One of the women tries to move my leg and my screaming reaches an octave I had no idea my voice was capable of.
“Get the stretcher,” one of the medics says. She’s calling for an ambulance. “This isn’t something we can treat here.”
And those words tell me everything I need to know about how bad things really are.
In the ambulance they give me something for the pain but it only takes the edge off and makes my vision a little fuzzy. My knee feels swollen, the skin tight enough to burst open. The pressure is excruciating. The icepacks don’t seem to be helping at all. I feel dizzy and taste bile rising in my throat.
“He’s going into shock,” one of the EMTs announces.
I feel myself fading. I grab the arm of my team rep who rode with me in the ambulance before I black out completely. “Claire,” I tell him. “Get Claire.”
The ambulance hits a bump. The pain is paralyzing. My mouth opens yet again to scream, and then suddenly everything goes black.I don’t know now long I’ve been out by the time I finally wake up. Looking around, I know I’m at the Hope Center. I blink groggily as several doctors stand over me, talking amongst themselves. Claire is with them, nodding as they suggest ways to approach things regarding my care. I’m too foggy-headed to understand exactly what they’re saying. Claire glances at me and gives me the most angelic smile I’ve ever seen. God, she’s beautiful. The light shines around her like a halo. My groggy brain keeps saying, ‘I love you’, over and over. It’s a good thing my lips are too dry and cracked to open.
She takes my hand and squeezes. “Everything is going to be okay,” she says. I love her voice too. “All of these doctors are going to take care you.”
I peel my lips apart. Everything hurts. “You’ll watch over me?”
She smooths my hair, her fingers caressing my cheek. “Of course I will.”
That’s all the reassurance I need. I trust her. As I slip under once again, I’m left with the feel of her skin as she intertwines her fingers with mine.11ClaireThe problem with AJ’s leg is beyond my area of expertise. As much as I’d like to take control over his care, that’s not what’s best for him. I’m just grateful the doctors on board allow me to sit in on everything. I trust them. With everything going on and the chaos surrounding it, I find being in the operating room too much. I’m in the way and I’m not thinking clearly. I need to take a step back and let the experts do their jobs without my nervous tension mucking up the vibe in the room.
I go out to the waiting room where Carson sits, his leg bobbing maniacally. He stands up when he sees me. I wave my hands in a sitting motion. “He’s still in surgery, but everything is fine.
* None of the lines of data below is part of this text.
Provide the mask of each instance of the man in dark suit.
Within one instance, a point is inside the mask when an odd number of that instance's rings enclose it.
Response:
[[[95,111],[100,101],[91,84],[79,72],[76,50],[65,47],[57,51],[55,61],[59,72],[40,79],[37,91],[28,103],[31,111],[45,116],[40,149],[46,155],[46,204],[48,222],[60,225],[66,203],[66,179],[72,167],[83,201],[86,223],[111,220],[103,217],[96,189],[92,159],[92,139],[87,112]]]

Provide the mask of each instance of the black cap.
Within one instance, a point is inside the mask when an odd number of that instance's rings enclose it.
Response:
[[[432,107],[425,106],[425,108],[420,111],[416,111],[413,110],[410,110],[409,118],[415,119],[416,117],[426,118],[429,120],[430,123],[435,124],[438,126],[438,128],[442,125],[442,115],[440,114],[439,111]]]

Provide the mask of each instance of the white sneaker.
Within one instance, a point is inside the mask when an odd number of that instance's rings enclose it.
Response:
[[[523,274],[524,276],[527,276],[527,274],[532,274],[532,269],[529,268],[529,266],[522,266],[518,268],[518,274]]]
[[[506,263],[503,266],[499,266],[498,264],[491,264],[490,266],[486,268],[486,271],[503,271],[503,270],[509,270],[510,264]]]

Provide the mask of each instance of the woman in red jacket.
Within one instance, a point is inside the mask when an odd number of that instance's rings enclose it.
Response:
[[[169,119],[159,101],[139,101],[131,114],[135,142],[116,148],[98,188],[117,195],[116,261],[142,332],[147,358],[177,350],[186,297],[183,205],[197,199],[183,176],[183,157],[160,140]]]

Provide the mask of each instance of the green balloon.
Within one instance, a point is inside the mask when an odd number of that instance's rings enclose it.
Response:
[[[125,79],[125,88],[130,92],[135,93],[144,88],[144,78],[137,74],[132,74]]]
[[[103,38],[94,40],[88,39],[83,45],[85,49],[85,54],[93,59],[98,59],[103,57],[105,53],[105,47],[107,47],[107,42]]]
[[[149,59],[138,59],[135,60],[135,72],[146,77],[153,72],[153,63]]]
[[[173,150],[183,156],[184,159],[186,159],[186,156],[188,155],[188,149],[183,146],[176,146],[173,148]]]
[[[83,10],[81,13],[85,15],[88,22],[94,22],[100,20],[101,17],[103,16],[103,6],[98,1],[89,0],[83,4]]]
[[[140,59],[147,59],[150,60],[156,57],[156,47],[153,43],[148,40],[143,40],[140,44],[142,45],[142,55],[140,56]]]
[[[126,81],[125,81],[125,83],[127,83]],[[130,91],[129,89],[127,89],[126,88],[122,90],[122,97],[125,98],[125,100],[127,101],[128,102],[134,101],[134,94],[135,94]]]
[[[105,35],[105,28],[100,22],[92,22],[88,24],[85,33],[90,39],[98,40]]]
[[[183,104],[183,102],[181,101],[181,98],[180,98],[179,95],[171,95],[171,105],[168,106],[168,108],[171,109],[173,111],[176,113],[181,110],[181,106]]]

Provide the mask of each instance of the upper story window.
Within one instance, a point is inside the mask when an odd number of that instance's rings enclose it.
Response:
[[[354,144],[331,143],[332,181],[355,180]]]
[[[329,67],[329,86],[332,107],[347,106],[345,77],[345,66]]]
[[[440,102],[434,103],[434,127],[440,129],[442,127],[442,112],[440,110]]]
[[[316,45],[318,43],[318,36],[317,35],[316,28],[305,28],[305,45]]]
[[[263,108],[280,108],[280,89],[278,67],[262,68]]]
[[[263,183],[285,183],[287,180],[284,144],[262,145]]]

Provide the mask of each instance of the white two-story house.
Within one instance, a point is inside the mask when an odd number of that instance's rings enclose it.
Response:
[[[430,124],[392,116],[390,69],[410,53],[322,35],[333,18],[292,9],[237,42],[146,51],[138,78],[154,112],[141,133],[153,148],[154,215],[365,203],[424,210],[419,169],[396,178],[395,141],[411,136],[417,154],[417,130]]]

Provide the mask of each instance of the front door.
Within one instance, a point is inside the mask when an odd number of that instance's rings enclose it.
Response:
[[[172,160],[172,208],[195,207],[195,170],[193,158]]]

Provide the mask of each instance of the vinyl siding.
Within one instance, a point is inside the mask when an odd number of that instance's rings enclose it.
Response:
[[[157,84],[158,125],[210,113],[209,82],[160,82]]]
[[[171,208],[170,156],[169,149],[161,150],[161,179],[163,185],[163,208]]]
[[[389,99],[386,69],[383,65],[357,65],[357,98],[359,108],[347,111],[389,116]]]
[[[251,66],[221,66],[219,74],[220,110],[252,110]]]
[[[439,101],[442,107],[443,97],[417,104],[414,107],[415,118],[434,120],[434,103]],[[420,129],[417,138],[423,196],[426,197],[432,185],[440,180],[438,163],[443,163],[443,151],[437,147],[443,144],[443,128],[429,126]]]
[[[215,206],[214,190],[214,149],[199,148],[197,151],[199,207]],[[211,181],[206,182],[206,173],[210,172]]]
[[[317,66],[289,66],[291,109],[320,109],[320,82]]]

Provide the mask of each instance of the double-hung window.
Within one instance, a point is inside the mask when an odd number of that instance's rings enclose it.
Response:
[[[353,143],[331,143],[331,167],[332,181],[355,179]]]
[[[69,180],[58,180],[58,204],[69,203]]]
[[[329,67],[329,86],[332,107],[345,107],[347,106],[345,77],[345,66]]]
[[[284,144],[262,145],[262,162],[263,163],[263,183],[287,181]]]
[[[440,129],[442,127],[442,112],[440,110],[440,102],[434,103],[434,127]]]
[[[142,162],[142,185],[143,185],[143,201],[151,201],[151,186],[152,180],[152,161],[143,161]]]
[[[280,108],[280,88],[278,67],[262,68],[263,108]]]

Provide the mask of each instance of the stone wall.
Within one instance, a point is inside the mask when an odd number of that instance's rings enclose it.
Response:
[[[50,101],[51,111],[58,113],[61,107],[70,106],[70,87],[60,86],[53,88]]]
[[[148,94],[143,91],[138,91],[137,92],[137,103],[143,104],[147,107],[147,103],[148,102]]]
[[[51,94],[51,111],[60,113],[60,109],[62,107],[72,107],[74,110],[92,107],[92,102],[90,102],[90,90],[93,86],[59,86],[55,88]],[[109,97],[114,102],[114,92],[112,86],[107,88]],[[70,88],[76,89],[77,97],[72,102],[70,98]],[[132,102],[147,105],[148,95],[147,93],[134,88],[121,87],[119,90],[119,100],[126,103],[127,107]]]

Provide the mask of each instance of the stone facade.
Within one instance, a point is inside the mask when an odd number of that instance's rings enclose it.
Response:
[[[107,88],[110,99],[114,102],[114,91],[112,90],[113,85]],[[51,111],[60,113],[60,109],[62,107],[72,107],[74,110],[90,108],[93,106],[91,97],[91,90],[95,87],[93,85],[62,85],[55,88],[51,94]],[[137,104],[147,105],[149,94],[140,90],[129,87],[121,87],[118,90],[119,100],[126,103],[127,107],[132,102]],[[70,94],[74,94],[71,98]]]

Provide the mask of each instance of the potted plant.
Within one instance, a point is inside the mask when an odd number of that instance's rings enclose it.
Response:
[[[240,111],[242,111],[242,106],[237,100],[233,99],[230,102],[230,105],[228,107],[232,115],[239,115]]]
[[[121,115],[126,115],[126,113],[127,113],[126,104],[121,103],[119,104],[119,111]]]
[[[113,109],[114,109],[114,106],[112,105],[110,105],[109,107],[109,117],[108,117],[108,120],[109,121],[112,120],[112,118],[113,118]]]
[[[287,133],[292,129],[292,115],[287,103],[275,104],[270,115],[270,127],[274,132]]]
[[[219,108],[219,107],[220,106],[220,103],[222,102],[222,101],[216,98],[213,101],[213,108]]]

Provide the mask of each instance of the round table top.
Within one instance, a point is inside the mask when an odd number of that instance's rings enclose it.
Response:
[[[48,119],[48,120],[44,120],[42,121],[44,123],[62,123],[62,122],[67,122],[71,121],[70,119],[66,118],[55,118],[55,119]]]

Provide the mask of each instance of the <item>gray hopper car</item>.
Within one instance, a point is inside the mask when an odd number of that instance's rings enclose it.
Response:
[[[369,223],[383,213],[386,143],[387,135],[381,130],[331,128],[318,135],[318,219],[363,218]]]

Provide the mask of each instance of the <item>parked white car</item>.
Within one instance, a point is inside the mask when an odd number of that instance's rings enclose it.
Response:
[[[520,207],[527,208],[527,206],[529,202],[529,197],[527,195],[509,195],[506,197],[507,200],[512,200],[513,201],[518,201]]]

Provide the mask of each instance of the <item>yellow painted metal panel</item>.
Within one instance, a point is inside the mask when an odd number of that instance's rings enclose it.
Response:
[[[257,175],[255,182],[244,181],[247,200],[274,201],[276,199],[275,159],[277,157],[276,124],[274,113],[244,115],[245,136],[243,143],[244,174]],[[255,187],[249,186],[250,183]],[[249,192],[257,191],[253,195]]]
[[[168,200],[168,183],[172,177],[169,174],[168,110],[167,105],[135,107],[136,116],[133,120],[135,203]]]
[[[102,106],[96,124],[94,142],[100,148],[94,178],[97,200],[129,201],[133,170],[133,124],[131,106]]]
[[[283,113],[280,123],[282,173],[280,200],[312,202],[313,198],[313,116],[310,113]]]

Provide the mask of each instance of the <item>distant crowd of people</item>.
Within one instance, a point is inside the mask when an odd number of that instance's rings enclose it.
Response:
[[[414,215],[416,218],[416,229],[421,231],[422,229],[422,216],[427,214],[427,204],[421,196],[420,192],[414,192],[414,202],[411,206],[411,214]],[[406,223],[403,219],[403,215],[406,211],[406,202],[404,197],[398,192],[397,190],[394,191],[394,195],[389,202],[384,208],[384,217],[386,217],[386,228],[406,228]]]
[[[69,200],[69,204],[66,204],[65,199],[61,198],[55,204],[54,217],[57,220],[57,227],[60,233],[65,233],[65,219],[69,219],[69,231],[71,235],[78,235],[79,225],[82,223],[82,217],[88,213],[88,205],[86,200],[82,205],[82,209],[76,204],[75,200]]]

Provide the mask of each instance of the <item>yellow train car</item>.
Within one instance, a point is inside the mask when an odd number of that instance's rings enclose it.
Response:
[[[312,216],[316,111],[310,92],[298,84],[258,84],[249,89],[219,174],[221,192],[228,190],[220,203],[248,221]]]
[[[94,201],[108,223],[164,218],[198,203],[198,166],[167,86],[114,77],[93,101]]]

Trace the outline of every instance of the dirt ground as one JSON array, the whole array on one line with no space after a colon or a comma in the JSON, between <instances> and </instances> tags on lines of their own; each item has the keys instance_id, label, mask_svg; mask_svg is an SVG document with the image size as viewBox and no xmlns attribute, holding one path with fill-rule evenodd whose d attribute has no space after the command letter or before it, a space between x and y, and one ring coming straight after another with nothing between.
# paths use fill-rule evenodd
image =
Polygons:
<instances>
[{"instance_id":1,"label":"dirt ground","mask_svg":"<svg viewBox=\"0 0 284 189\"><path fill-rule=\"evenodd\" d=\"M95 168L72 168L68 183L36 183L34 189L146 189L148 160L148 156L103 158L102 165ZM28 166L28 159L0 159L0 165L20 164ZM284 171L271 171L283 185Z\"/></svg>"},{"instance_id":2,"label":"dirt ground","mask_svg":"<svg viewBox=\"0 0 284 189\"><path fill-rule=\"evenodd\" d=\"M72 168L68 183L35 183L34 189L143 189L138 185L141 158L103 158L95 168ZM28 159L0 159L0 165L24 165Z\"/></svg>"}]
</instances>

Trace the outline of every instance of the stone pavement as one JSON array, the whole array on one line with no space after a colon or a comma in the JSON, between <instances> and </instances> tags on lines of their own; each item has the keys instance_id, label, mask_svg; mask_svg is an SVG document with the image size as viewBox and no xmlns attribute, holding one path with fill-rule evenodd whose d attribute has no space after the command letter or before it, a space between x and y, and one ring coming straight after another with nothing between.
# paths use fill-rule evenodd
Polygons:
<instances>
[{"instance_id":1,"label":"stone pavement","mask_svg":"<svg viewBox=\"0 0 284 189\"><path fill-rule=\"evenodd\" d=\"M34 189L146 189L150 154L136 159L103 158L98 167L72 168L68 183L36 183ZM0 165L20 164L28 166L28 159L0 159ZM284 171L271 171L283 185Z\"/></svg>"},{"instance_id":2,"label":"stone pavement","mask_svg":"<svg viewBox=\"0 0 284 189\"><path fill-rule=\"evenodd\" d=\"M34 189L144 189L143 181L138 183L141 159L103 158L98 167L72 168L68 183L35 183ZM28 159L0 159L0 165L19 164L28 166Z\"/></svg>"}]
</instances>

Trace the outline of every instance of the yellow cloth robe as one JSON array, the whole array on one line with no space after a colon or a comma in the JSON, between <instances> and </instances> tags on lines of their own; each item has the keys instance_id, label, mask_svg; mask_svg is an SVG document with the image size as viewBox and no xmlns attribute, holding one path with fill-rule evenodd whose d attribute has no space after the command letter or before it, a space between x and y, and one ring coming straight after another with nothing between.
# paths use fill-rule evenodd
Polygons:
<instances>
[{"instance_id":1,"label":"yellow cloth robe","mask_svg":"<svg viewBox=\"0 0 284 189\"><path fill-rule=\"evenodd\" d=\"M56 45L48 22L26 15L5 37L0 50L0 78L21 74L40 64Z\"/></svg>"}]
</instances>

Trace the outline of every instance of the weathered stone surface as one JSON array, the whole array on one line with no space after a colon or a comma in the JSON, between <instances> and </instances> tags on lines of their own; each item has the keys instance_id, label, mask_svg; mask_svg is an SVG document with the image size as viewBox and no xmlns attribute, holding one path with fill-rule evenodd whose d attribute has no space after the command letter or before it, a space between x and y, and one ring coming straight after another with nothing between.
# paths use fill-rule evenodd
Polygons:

He’s in the best hands possible,” I say and explain to him what most likely happened to his leg.
“How long will it take him to recover?” Carson asks.
“I can’t answer that with certainty, but in all likelihood, he’s probably looking at several months.”
Carson nods his head, looking gutted over the news. I know his relationship with AJ goes beyond agent and athlete. They’ve become friends and I see genuine worry there.
He sighs and looks at me with a defeated smile. “I just want to warn you that you may feel some pressure to do certain things now, but AJ made it clear to me before all of this happened that you are your own person and you’re not to be forced into anything.”
I can tell he’s being purposefully cryptic. I have a feeling he means I’m going to be thrust into the public eye after this and will probably be asked to make statements to the press and fans about AJ’s injury and recovery. There are HIPAA compliances against talking about patients’ medical records, but AJ is transparent with his fans, and because I’m his fiancée and not his primary, the public will be looking to me for answers.
“I understand. I’m AJ’s fiancée now. I will stay that way until the two of us decide otherwise.”
Carson smiles and reaches over to squeeze my hand.
Now I’m wondering if I’m really up to dancing with the wolves outside. AJ has barely been at the Hope Center for an hour and already they have the building surrounded. We had to usher the fans into the corner of the parking lot because they were blocking the ambulance entrance. All of the cards and flowers and stuffed animals will end up being taken to the pediatric ward or will eventually fill up the dumpsters. A word or two from his fiancée, who just also happens to be the doctor running the hospital where he’s being treated, will go a long way in placating the horde. But can I handle all of that right now with everything going on?